Когда она вошла, вытирая лицо полотенцем, он сказал:
— Солнышко, ну что ты мучаешь себя, еще ведь ничего не ясно, надо только подождать два дня, а потом уже делать выводы и строить планы.
— Ты о чем?
— О том, — и Влад указал на книгу, — что за все то время, пока я пялился в телевизор, ты не прочла ни строчки. Значит, ты просто сидела и думала о том дерьме, в которое я влип и втянул с собой тебя.
— Ты прав, — ответила она и села за стол. — У меня все это не идет из головы, я и ночью-то спала урывками. Может, мы завтра в церковь сходим — воскресенье ведь?
— Хочешь помолиться?
— Хочу. И что там в подобных случаях делается, когда о чуде молят, — свечи ставят, иконы целуют — тоже хочу сделать.
— Но твой отец сказал же: никуда не выходить. А чтобы помолиться, необязательно в храм идти. У меня молитвенник есть, возьми его и читай — хочешь вслух, хочешь, про себя.
— Ты не шутишь?
— Отнюдь. Не зря же он у меня дома лежит — я его сам иногда открываю. Раньше, правда, надо признаться, делал это чаще, чем сейчас.
— Ох, я не знаю, что делать, — что я только б ни отдала, чтобы вернуться назад, хотя бы на месяц! Тогда все это можно было бы предотвратить!
— Да, — кивнул Влад, — но для этого, однако, нужно было знать будущее. Я тоже бы с удовольствием вернулся, да и не на месяц, а много назад, и вообще бы пересадил свой мозг тридцатитрехлетнего мужчины себе же, только мальчику-десятикласснику. Скольких тогда ошибок, невзгод и разочарований мне бы удалось избежать! А может, это и к счастью — оставить все как есть. Значит, так надо.
— Как надо? Отдать деньги, которых не брал, или бежать куда глаза глядят? — Она, казалось, была готова разреветься.

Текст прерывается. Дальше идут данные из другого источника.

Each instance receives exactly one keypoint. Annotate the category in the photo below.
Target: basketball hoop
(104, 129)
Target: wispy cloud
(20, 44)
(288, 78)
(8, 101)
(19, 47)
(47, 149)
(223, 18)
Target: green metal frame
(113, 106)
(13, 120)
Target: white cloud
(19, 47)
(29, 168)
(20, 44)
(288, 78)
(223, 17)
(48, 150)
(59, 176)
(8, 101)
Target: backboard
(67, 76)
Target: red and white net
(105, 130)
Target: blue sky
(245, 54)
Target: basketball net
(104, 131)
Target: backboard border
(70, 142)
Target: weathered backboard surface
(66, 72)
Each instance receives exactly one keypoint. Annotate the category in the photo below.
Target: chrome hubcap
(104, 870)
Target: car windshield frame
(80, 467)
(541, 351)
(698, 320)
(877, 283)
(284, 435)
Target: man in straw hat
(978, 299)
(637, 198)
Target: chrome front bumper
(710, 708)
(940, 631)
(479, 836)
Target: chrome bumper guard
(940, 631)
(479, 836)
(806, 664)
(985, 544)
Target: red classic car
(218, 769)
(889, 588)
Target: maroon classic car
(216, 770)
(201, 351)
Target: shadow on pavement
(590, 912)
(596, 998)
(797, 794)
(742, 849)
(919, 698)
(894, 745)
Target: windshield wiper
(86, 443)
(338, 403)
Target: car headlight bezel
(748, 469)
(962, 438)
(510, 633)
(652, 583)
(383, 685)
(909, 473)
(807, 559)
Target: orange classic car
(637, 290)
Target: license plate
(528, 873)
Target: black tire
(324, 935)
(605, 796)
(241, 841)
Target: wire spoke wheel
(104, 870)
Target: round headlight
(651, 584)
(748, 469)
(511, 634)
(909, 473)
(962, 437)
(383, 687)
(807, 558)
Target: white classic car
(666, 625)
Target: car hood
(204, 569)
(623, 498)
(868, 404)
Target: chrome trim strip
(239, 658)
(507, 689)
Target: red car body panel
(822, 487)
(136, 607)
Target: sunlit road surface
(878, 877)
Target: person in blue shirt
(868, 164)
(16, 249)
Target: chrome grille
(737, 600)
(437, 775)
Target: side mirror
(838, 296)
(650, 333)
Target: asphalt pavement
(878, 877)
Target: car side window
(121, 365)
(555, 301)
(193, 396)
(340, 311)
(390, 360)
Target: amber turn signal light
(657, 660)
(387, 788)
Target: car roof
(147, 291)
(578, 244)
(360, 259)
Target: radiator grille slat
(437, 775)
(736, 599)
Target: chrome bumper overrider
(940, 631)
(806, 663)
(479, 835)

— Да. И верить в лучшее будущее. Иначе что стоит наша жизнь — без веры в грядущее счастье?
— Совсем недавно ты радовался тихому существованию без перемен и революций, а теперь ратуешь за резкие скачки, в этом и наблюдая движение жизни!
— Да я бы и сейчас радовался нашему спокойному семейному счастью, работе с десяти до восемнадцати, двум выходным еженедельно, отпуску ежегодно, общению с друзьями, алкоголю, брюхонабивательству и монетонакопительству. Но уж если со мной беда произошла — что, менять свисающую с крюка на потолке люстру на натертую мылом веревку? Дудки. Петербург не единственный в мире город, Россия — не единственная страна, Евразия — не единственный континент, а люди везде живут.
— А как же родина? Твой язык, твои родственники, друзья, любимые улицы твоего любимого города, да березки и картошка, черт возьми, наконец?
— Родина у меня вот здесь, — и Влад постучал себя по левой стороне груди, — в книжке Пушкина, в твоих волосах, а не в переполненном утром трамвае с толкающимися и грязно ругающимися пассажирами, не в программе новостей по телевизору и не во всех этих бритоголовых кожанокурточных быках в «чероки» и «паджерах».
— Ух, как ты заговорил! А вот представь себе, что значит для меня мой отец, подумай о своих родителях, у которых ты тоже единственный ребенок — да, кстати, до сих пор ребенок, — каково будет им?
— Солнышко, — и Влад устало плюхнулся на стул, — не превращай свое раздражение в личную неприязнь — ведь я действительно ни в чем не виноват, не переноси все на меня! Мне вся эта гадость не менее тяжела, чем тебе, но тут нет другого выхода. Я знаю, о чем, в лучшем случае, может договориться Игорь Николаевич, — о том, чтобы не было в отношении нас никаких крайних мер, но никто, понимаешь, никто не освободит меня от вдруг образовавшегося долга — разве Анатольевич явится с повинной, но для этого ему сначала нужно заболеть шизофренией. Чтобы убедить Хозяина в своей невиновности, мне нужны доказательства, а у меня их нет. Вот так. Да, я очень люблю отца и мать, но, уехав, помимо прочих всяких, вполне естественных, я буду иметь главную цель — вернуться и увидеться с ними.